Combine outputs of a for loop in R

noobie · November 16, 2020, 12:09pm

I have created a function which completes a calculation based on data from two data frames for an individual. I want to complete that function for each individual and combine all the outputs in a data frame and export to .csv
Currently the output .csv only has data for person 34, none of the others.

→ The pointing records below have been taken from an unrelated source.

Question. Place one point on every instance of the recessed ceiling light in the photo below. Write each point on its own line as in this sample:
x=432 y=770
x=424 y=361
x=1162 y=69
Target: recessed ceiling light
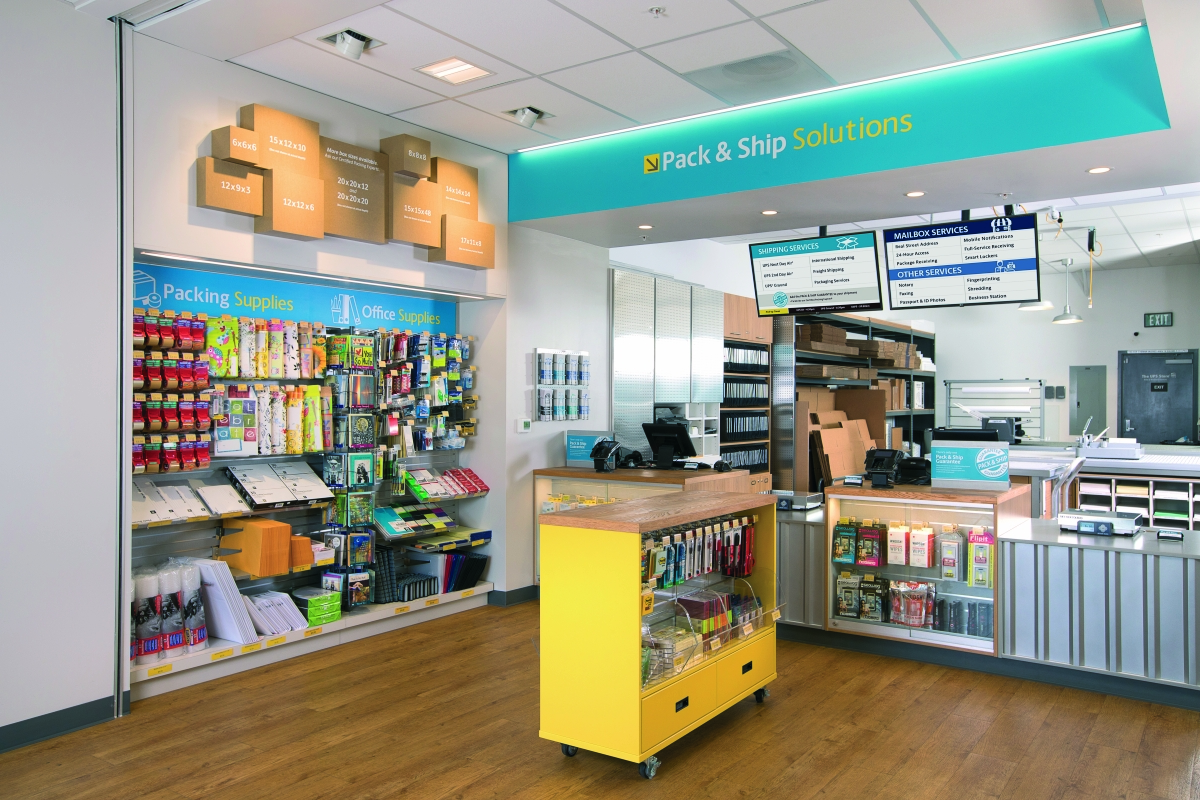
x=455 y=71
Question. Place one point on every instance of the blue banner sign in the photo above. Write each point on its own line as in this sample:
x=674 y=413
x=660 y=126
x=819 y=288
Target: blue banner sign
x=220 y=293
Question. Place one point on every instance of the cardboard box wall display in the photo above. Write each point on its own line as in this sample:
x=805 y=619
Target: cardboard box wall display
x=414 y=211
x=293 y=205
x=466 y=242
x=407 y=155
x=285 y=142
x=460 y=187
x=355 y=191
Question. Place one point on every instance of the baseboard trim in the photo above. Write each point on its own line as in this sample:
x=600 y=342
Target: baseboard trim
x=522 y=595
x=1129 y=687
x=55 y=723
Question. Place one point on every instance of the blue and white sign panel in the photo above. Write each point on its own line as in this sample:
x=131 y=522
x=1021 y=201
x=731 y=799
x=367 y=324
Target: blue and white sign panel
x=977 y=263
x=826 y=274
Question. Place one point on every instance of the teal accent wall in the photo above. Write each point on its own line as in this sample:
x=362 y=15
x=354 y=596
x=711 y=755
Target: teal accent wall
x=1090 y=89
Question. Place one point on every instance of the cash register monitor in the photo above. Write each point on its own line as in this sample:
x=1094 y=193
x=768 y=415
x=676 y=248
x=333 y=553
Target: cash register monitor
x=669 y=440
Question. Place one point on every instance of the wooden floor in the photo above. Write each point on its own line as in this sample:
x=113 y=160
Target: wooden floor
x=449 y=709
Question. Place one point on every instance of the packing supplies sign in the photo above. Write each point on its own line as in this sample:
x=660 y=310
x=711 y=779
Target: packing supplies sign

Why is that?

library(dplyr)
library(lubridate)
library(date)

screen_function = function(x){
 # Select each person and get necessary inputs
   data = data%>%filter(ID == x)
  demogs = demogs %>% filter (P_ID == x)
  data$Age =  demogs$Age
 
   data$result = data$test * data$Age
   
   data$Date = as.Date(data$Date,format='%d/%m/%Y')
 # only include tests from most recent 12-24 months and only proceed if test in last 12 months  
   Recent_12m  = data %>% filter(between(Date, today() - years(1), today()))   
   Recent_24m  = data %>% filter(between(Date, today() - years(2), today()))   
   
   if ((nrow(Recent_12m)) > 0) {           
   
     data = rbind(Recent_12m,Recent_24m) 
     
     
     Recent_12m$min_date = min(Recent_12m$Date) 
     Recent_12m$Date = as.Date(Recent_12m$Date,format='%d/%m/%Y') 
     Recent_12m$min_date = as.Date(Recent_12m$min_date,format='%d/%m/%Y') 
     
     Recent_24m$min_date = min(Recent_24m$Date)
     Recent_24m$Date = as.Date(Recent_24m$Date,format='%d/%m/%Y') 
     Recent_24m$min_date = as.Date(Recent_24m$min_date,format='%d/%m/%Y') 
     
    
     Recent_12m$Period = interval(Recent_12m$min_date, Recent_12m$Date) 
     Recent_12m$Years = as.numeric(Recent_12m$Period, unit = "years")   
     Recent_24m$Period = interval(Recent_24m$min_date, Recent_24m$Date)  
     Recent_24m$Years = as.numeric(Recent_24m$Period, unit = "years")    
     
     # Latest result
     Last = filter(Recent_12m, (Recent_12m$Date == max(Date)))
     
     # linear regression model
     Reg_12month <- lm(result ~ Years, data=Recent_12m) 
     Reg_24month <- lm(result ~ Years, data=Recent_24m) 
     
     
     info = c(x, round(Last$result, digits=1), round(Reg_12month$coefficients["Years"], digits = 1), round(Reg_24month$coefficients["Years"], digits = 1)) 
     newdf = data.frame(matrix(0, ncol = 4))
      colnames(newdf) = c("ID", "Latest result",    "Trend 12month",    "Trend 24 month")
      newdf= rbind(newdf, info)
      write.csv(newdf, "filepath.csv")
     }
}


Date= sample(seq(as.Date('2019/11/01'), as.Date('2020/11/01'), by="day"), 12)
ids= c(12,12,12,450,450,450,1,1,1,34,34,34)
test= rnorm(12, mean=150, sd=60)

data= data.frame(ids, Date, test)
colnames(data)= c("ID", "Date", "test")

P_ID = c(1,12,34,450)
Age = c(50,45,60,72)
demogs =  data.frame(P_ID, Age)


persons = unique(data$ID)

for(ID in persons){
  
  screen_function(paste("", ID,"", sep=""))
}

^{Created on 2020-11-16 by the reprex package (v0.3.0)}

nirgrahamuk · November 16, 2020, 12:17pm

the default behaviour is to overwrite any existing file.
you need to set append=TRUE as a parameter.
But then you will need to add some additional logic to stop endlessly extending the csv for every time you run the script. maybe before you call your function multiple times, check if the file exists and remove it if it does

noobie · November 16, 2020, 12:25pm

Thanks for the reply.

I've tried adding append= TRUE.
I get 4 warnings (one for each unique ID, I guess):

1: In write.csv(newdf, "filepath.csv", append = TRUE) :
  attempt to set 'append' ignored

nirgrahamuk · November 16, 2020, 12:36pm

ok, I was a bit too fast to respond.
write.csv doesnt support appending, you would need to use write.table instead.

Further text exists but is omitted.